Data sharing is not applicable to this article, as no datasets were generated or analyzed during the current study.

AUTHOR CONTRIBUTIONS

Conceptualization: Tae Kim. Data curation: Jieun Jung, Tae Kim. Funding acquisition: Tae Kim. Writing - original draft: Jieun Jung. Writing - review & editing: Tae Kim. Investigation: Jieun Jung. Resources: Jieun Jung. Supervision: Tae Kim. Validation: Tae Kim.

Fig. 1.
Similarities and differences in the mechanism of action of general anesthesia and sleep. General anesthesia and sleep have similar properties, as there is some degree of overlap in their neuronal circuitry.
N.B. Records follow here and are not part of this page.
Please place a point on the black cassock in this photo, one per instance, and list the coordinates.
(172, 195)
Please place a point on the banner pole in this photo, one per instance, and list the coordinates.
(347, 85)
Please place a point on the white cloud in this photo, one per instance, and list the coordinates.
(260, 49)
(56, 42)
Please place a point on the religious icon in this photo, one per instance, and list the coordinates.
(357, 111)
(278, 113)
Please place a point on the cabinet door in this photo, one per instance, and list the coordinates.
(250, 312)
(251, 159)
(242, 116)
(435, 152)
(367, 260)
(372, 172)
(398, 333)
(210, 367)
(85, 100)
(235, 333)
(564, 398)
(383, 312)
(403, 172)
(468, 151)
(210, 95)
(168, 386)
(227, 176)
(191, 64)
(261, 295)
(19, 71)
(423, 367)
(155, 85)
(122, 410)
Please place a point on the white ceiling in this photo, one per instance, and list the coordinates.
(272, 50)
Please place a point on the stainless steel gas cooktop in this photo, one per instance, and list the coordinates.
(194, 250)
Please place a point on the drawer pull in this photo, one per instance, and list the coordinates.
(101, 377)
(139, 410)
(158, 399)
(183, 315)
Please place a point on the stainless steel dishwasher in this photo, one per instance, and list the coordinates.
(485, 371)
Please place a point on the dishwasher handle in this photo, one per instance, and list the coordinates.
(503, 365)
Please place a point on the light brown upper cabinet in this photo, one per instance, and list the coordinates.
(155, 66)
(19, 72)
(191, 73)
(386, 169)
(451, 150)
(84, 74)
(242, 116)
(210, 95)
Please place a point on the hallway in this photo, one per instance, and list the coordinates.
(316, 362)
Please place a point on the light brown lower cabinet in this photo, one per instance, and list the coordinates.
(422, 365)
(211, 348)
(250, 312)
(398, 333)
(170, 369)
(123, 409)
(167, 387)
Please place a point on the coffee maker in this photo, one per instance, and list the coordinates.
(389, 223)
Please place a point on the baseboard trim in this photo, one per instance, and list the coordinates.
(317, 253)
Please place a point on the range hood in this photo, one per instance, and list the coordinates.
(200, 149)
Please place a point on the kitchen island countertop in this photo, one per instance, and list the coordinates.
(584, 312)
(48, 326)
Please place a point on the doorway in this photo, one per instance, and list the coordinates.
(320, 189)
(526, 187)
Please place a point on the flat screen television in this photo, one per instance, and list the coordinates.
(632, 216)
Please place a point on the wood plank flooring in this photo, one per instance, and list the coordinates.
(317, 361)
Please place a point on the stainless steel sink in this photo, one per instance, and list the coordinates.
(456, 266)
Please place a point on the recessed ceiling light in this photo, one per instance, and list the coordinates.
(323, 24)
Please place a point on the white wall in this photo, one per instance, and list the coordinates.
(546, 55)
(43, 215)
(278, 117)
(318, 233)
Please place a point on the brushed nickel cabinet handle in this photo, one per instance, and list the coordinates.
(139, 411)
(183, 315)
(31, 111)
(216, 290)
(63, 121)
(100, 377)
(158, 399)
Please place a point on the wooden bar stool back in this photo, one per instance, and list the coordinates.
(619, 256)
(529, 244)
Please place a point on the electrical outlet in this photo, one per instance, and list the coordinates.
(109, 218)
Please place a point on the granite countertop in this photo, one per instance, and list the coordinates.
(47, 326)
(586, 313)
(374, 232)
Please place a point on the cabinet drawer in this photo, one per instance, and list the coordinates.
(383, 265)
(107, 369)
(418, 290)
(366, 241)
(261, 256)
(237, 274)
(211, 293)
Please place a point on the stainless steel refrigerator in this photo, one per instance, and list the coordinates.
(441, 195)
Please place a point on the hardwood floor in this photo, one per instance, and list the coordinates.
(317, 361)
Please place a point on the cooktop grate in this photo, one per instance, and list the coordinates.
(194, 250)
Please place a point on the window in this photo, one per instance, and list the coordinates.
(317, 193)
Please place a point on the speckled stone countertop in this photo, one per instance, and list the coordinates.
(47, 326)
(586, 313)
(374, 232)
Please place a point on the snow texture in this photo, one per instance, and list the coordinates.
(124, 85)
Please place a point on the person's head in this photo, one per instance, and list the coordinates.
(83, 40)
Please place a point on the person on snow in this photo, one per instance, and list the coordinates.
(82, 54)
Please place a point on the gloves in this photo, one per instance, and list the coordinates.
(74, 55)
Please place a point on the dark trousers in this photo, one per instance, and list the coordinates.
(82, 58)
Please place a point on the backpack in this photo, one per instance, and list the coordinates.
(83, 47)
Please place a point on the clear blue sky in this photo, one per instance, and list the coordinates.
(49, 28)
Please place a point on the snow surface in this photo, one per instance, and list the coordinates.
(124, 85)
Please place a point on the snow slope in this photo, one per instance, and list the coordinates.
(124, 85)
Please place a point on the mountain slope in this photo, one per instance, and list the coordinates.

Sleep and anesthesia can be initiated by inhibiting the wake-promoting pathway or activating the sleep-promoting pathway. However, other mechanisms are thought to be used to reach the “Unconscious, Not arousable” state by general anesthesia, but the exact mechanism is not yet understood. LC: locus coeruleus, DRN: dorsal raphe nuclei, PPT: pedunculopontine tegmental nucleus, LDT: laterodorsal tegmental nucleus, VTA: ventral tegmental area, PB: parabrachial nucleus, TMN: tuberomammillary nuclei, LH: lateral hypothalamus, BF: basal forebrain, VLPO: ventrolateral preoptic area, PZ: parafacial zone, nNOS: neuronal nitric oxide synthase (nNOS)-containing neurons in the cortex, PPT: pedunculopontine tegmental nucleus, LDT: laterodorsal tegmental nucleus, SLD: sublaterodorsal nucleus. Figure were created using BioRender.com.